L'avocat Jean-Marc Fradette

Libéré pour espérer garder son emploi chez Rio Tinto

Le criminaliste Jean-Marc Fradette a obtenu une audition d’urgence auprès des autorités carcérales afin de permettre à son client, Luc Blackburn, de bénéficier d’une libération conditionnelle plutôt que de perdre l’emploi qu’il occupe depuis 25 ans chez Rio Tinto.

La cause de l’individu a eu une oreille attentive auprès des autorités. Il sera libéré samedi (16 décembre). Par contre, au moment de mettre sous presse, les discussions se poursuivaient toujours entre Rio Tinto et le Syndicat national des employés de l’aluminium d’Arvida (SNEAA) pour voir s’il pourra réintégrer ou non son poste.
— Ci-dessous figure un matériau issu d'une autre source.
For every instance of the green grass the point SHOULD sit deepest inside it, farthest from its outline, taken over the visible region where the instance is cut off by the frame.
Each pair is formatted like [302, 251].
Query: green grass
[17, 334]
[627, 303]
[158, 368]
Le 7 novembre dernier, Blackburn a été condamné à 90 jours de détention après avoir plaidé coupable à une troisième conduite avec les facultés affaiblies. En raison des difficultés à se déplacer jusqu’à la prison de Roberval les fins de semaine (étant donné qu’il n’a plus de permis de conduire), l’individu a opté pour une peine en continu plutôt que de purger la sentence les fins de semaine.

Croyant qu’il serait libéré au sixième de la peine ou un peu plus, l’individu utilise sa banque de congés auprès de la multinationale de l’aluminium pour le temps qu’il croyait passer en détention. 

Ses congés se terminaient le vendredi 15 décembre, mais les autorités carcérales n’ont prévu le libérer que le 6 janvier, au deux tiers de la peine.

Me Fradette s’est adressé au tribunal pour modifier les clauses de détention. La Cour du Québec a entendu les requêtes, mais étant donné que la peine avait été rendue, le juge ne pouvait renverser la situation.

« Rio Tinto a fait parvenir une lettre à mon client voulant qu’elle ne lui accordait pas de congé sans solde et que s’il n’était pas au boulot lundi, il perdait son travail, même si ça fait 25 ans qu’il est là », raconte Me Fradette.

« Je sais bien que personne ne va plaindre mon client, que les gens vont dire qu’il n’avait pas à boire et conduire, mais la question n’est pas là. Il n’est pas normal qu’il risque de perdre son emploi pour une question administrative », ajoute-t-il.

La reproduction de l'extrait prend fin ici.